When tax time rolls around, it is different for freelancers. Small business owners, independent contractors, and gig workers fall into the same tax category – self-employed.

Individuals who receive a W-2 only need to file their taxes once a year before the deadline. Employers handle the rest. That’s why it seems easy.

Employers send quarterly estimated taxes to the Internal Revenue Service on behalf of their employees and themselves. Plus, they send social security payments and other fees to the appropriate government agency.

Freelancers take care of their tax responsibilities including sending quarterly estimated payments and social security. In terms of social security, keep in mind that you’ll pay two portions, freelancer and employer.

Tax time is rightfully a stressful time for freelancers. No one wants to attract an audit. However, once you master the process, it becomes easier.

The following are seven ways a freelancer can manage their taxes like a pro.

1. Keep Accurate Records

First and foremost, start by keeping accurate records. Keep track of your earnings and expenses. These records become crucial for claiming the deductions available to freelancers.

Some tax deductions include:

  • Home office expenses
  • Meals
  • Internet expenses
  • Software

For every deduction you claim, ensure that you have the paperwork to back it up. Then, keep the receipts together with your tax return for at least four years.

2. Establish a Second Bank Account

Financial experts in the tax field advise freelancers to save 30% of their earnings. This amount should cover all taxes including social security payments.

An easy way to set aside your estimated quarterly payments is to deposit the 30% you save in a second bank account. The second account helps remind you that the contents have a specific purpose so it’s hands-off otherwise.

3. Pick Your Tax Entity

Most freelancers decide to operate as sole proprietors. Others go all-in on their business and pick a partnership, limited liability corporation, or corporation.

The entity determines how the Internal Revenue Service taxes you. It also determines the tax forms you will fill out.

These entities determine your personal liability in case you face a lawsuit too. Therefore, it’s a good idea to become familiar with the essence of each.

4. Estimate Your Quarterly Taxes

Freelancers who believe that they will earn over $1,000 in any year must pay estimated quarterly taxes. Since no employer withholds your taxes per paycheck and sends them to the IRS, the responsibility falls on your desk.

The IRS offers a helpful guide. They also outline the appropriate forms to fill out and how to address them for proper routing.

Failing to send these payments will result in penalties.

5. Understand the Rules

Tax laws change annually. The United States government and Internal Revenue Service make slight tweaks that don’t impact everybody. But major changes take place every few years.

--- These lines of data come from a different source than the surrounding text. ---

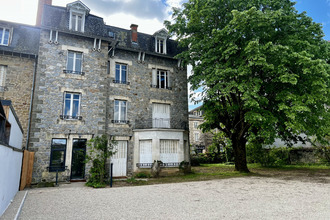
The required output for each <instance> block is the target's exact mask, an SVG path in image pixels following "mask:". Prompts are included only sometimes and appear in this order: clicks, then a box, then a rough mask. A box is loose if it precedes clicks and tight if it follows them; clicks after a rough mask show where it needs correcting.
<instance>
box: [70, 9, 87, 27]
mask: <svg viewBox="0 0 330 220" xmlns="http://www.w3.org/2000/svg"><path fill="white" fill-rule="evenodd" d="M83 20H85V19H83V15H82V14H77V13H72V14H71V30H73V31H79V32H84V25H83V23H85V22H83Z"/></svg>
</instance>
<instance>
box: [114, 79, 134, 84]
mask: <svg viewBox="0 0 330 220" xmlns="http://www.w3.org/2000/svg"><path fill="white" fill-rule="evenodd" d="M113 83H118V84H125V85H129V84H131V83H130V82H127V81H121V80H116V79H114V80H113Z"/></svg>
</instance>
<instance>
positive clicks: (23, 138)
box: [0, 55, 35, 147]
mask: <svg viewBox="0 0 330 220" xmlns="http://www.w3.org/2000/svg"><path fill="white" fill-rule="evenodd" d="M34 63H35V59H34V58H28V57H19V56H18V55H17V56H16V55H15V56H14V55H0V65H5V66H7V72H6V80H5V86H4V87H0V99H5V100H11V101H12V106H13V107H14V109H15V112H16V114H17V116H18V118H19V121H20V123H21V125H22V128H23V131H24V135H23V137H24V138H23V143H22V146H23V147H25V146H26V137H27V128H28V122H29V109H30V100H31V90H32V83H33V72H34Z"/></svg>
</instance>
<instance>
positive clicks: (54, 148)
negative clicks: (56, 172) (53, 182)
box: [49, 139, 66, 172]
mask: <svg viewBox="0 0 330 220" xmlns="http://www.w3.org/2000/svg"><path fill="white" fill-rule="evenodd" d="M65 153H66V139H52V145H51V152H50V164H49V171H50V172H55V171H64V170H65Z"/></svg>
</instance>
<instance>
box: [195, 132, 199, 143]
mask: <svg viewBox="0 0 330 220" xmlns="http://www.w3.org/2000/svg"><path fill="white" fill-rule="evenodd" d="M195 141H199V133H195Z"/></svg>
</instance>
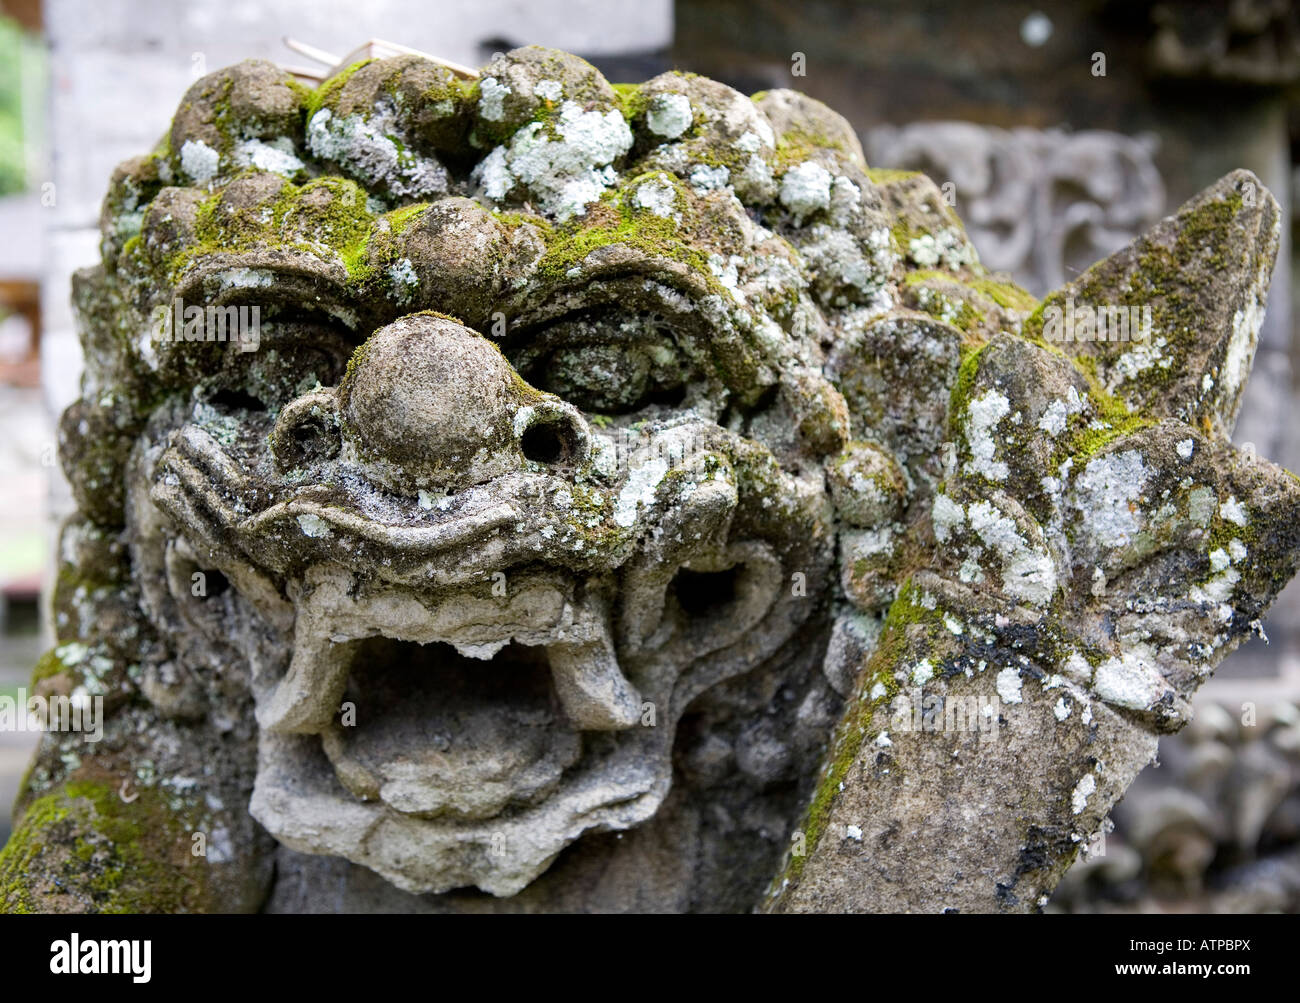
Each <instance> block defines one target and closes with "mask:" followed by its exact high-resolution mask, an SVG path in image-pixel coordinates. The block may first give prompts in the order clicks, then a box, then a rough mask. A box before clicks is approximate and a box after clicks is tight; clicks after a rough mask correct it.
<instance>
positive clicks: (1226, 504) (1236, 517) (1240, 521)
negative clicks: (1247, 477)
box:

The American Tax Code fills several volumes of books. Unless you’re a tax professional, no one expects freelancers to understand it in its entirety. However, it helps to know the basics that apply to you as a non-employee.

This allows you to avoid surprises such as unexpected penalties.

Services like Gigly offer legal and financial resources to help freelancers manage the administrative aspects of their business. Remember, in the eyes of the IRS, a freelancer is a self-employed individual. By extension, you own a company.

6. Obtain Software

A great way to handle taxes like a pro is to obtain software. Several versions of helpful software exist.

For example, you can acquire tax software. Another option is to obtain bookkeeping software that handles invoicing and integrates tax aspects. It makes compiling financial reports easier.

Moreover, you can acquire customer relationship management software. This version helps freelancers manage their sales pipeline and integrates invoicing and taxes.

The trick is to find software that fits your field and scale.

7. Hire a Tax Professional

If you find that keeping track of your tax liability is too time-consuming or challenging, it’s OK to hire a professional. Some freelancers run financially complicated businesses. Therefore, they require the help of professionals.

In many cases, the IRS allows individuals to write off professional accounting services fees.


The more a freelancer prepares for tax time, the easier the process goes. By staying organized throughout the year, you can make your estimated quarterly payments to the IRS. Plus, you can settle up your tax liability more easily once a year.